“We did not own, lease or operate those facilities — these were locations that we provided service to (Amazon),” said QX Chief Executive Christopher Carey. “We’re leaving that segment of the business, and we’re focusing on our warehousing and our transportation business units here in Vernon, which are growing significantly. We support the supply chain, which has been really on fire this last year.”
QX Logistix operates two warehouses in Vernon, totaling about 200,000 square feet. It provides storage, pickup, and pack-and-ship services for the distribution of product by pallet, carton and piece. It also offers inventory management, product preparation for sale, such as reticketing, label replacement, placing on hangers and repackaging.

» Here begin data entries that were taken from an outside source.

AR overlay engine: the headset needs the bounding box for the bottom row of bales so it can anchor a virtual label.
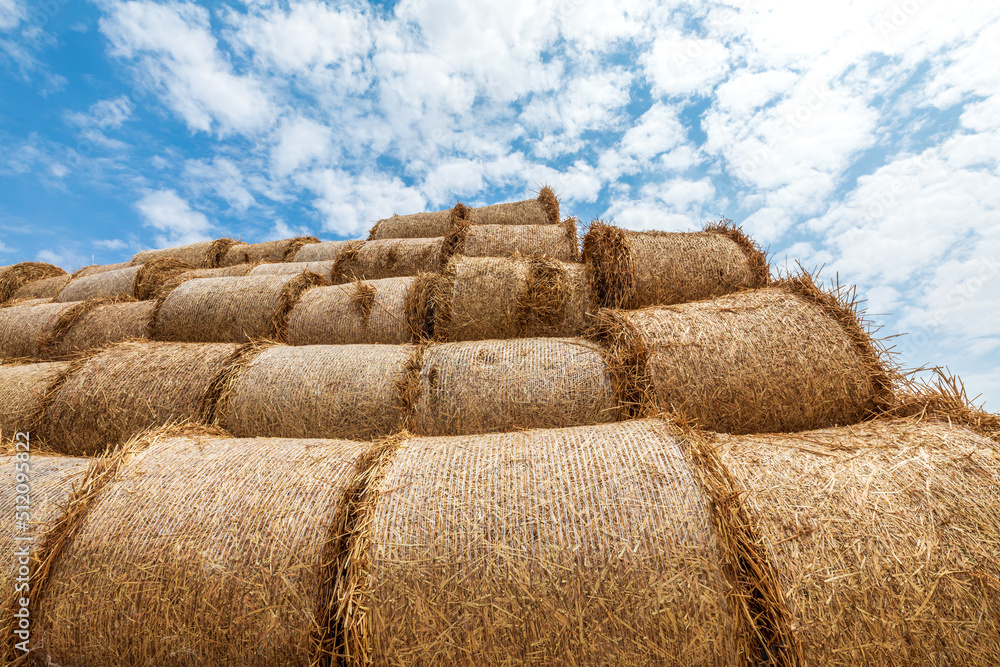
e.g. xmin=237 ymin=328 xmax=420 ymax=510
xmin=2 ymin=418 xmax=998 ymax=666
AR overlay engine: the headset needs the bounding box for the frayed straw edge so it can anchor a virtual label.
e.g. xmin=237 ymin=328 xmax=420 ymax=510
xmin=884 ymin=367 xmax=1000 ymax=442
xmin=133 ymin=257 xmax=194 ymax=301
xmin=0 ymin=263 xmax=67 ymax=305
xmin=537 ymin=185 xmax=560 ymax=226
xmin=332 ymin=241 xmax=366 ymax=284
xmin=38 ymin=295 xmax=138 ymax=361
xmin=429 ymin=257 xmax=457 ymax=341
xmin=582 ymin=219 xmax=635 ymax=310
xmin=404 ymin=273 xmax=439 ymax=343
xmin=584 ymin=309 xmax=654 ymax=421
xmin=201 ymin=340 xmax=277 ymax=425
xmin=271 ymin=272 xmax=327 ymax=343
xmin=703 ymin=217 xmax=770 ymax=289
xmin=282 ymin=237 xmax=321 ymax=262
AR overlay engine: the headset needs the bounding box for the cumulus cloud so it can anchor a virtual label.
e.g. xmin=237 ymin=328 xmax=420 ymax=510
xmin=135 ymin=189 xmax=213 ymax=246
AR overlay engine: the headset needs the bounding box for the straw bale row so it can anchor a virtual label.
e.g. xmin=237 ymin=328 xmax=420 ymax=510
xmin=219 ymin=236 xmax=320 ymax=267
xmin=4 ymin=418 xmax=997 ymax=665
xmin=129 ymin=238 xmax=242 ymax=268
xmin=11 ymin=274 xmax=70 ymax=301
xmin=55 ymin=257 xmax=192 ymax=303
xmin=0 ymin=262 xmax=67 ymax=305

Its clients include Zara, Tesla Inc. and Peloton Interactive Inc.
The company also has a transportation unit, which operates 20 box trucks and 30 tractor-trailers.
“We’re doing a ton of store deliveries and container drayage and other work,” Carey said. “We’re growing like crazy just trying to keep up with customers’ demands.”
QX Logistix, founded in March 2019, is part of New York-Based Azadian Group, which provides debt and equity financing, and merger and acquisition advisory services to lower-middle-market businesses.
The group served as a lender to Elizabeth, N.J.-based EZ Mailing Services Inc., doing business as EZ Worldwide Express and United Business Freight Forwarders, which was generating about half of its annual revenue by delivering products to Forever 21’s 150 stores. The then-Lincoln Heights-based retailer filed for bankruptcy protection in September 2019, which in turn caused EZ Mailing to struggle to keep its financial obligations, according to documents filed with the U.S. Bankruptcy Court for the District of New Jersey. Azadian Group filed an involuntary Chapter 11 petition against EZ Mailing in April 2019, and its newly formed QX Logistix acquired EZ Mailing, including the contract with Amazon.